- Interactive map of Bolharka
- Bolharka Location in Ukraine
- Coordinates: 47°29′N 29°39′E﻿ / ﻿47.483°N 29.650°E
- Country: Ukraine
- Oblast: Odesa Oblast
- Raion: Rozdilna Raion
- Hromada: Zakharivka settlement hromada
- Village founded: 1857

Area
- • Total: 0.6 km^{2} (0.23 sq mi)
- Elevation: 216 m (709 ft)

Population (2001)
- • Total: 290
- • Density: 483.33/km^{2} (1,251.8/sq mi)
- Time zone: UTC+2 (EET)
- • Summer (DST): UTC+3 (EEST)
- Postal code: 66710
- Area code: +380 4860

= Bolharka, Rozdilna Raion, Odesa Oblast =

Rural locality in Odesa Oblast, Ukraine

Bolharka (Болгарка) is a village in Rozdilna Raion, Ukraine. It belongs to Zakharivka settlement hromada, one of the hromadas of Ukraine. The village has a population of 290.

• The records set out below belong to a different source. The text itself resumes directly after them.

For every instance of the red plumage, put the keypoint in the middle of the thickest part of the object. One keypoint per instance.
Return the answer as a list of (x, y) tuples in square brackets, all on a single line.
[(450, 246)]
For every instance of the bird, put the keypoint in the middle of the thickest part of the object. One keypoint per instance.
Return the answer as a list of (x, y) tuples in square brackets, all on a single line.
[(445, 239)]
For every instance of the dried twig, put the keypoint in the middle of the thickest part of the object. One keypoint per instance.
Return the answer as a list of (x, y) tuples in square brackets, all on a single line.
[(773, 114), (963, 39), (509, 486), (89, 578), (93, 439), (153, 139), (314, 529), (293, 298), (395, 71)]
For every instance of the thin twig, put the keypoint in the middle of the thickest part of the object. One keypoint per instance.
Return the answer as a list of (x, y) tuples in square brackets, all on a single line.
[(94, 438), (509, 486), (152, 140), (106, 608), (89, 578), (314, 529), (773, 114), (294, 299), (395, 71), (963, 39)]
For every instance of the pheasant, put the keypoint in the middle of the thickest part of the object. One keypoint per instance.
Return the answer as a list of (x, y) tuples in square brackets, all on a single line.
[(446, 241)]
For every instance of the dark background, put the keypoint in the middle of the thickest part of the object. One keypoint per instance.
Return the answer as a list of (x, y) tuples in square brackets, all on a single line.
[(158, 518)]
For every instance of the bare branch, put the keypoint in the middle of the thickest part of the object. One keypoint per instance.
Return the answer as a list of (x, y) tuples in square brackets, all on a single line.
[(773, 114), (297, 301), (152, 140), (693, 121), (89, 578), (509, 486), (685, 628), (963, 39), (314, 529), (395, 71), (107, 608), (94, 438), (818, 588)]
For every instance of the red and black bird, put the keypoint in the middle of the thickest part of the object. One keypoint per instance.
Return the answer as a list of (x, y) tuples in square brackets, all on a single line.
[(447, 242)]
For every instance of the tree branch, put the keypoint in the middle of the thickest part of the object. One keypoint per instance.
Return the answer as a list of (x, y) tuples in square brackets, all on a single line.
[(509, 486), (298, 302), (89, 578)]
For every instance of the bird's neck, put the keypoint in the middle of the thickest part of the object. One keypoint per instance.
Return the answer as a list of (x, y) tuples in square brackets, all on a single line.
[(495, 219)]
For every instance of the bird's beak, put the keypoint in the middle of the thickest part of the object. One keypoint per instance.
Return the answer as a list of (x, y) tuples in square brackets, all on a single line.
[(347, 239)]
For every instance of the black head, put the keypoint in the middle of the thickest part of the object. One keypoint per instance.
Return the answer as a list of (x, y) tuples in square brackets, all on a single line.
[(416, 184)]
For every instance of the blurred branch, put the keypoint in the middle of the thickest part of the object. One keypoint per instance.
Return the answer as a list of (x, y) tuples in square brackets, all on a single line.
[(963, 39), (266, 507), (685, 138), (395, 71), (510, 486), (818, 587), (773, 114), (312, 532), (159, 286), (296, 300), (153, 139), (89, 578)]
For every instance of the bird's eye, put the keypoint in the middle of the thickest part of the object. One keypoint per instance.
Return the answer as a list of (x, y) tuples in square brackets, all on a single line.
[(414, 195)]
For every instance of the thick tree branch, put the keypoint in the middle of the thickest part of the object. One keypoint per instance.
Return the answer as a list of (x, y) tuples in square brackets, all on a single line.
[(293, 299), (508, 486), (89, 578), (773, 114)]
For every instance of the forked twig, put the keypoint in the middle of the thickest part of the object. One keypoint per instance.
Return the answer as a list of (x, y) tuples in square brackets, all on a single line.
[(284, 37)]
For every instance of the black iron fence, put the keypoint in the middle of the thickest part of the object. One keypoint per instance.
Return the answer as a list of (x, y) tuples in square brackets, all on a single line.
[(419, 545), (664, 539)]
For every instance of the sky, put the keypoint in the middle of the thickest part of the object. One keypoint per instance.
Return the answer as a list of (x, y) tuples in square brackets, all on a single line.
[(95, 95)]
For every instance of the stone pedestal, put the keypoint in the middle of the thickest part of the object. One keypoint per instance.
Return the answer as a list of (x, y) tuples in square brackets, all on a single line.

Previously named Pervomaiske, the village was renamed, by the Ukrainian parliament, in September 2024 to its current name to comply with the Ukrainian decolonization law.

Until 18 July 2020, Pervomaiske belonged to Zakharivka Raion. The raion was abolished in July 2020 as part of the administrative reform of Ukraine, which reduced the number of raions of Odesa Oblast to seven. The area of Zakharivka Raion was merged into Rozdilna Raion. In 2001, 83.79% of the inhabitants spoke Ukrainian as their native language, while 14.48% spoke Romanian, and 1.72% spoke Russian.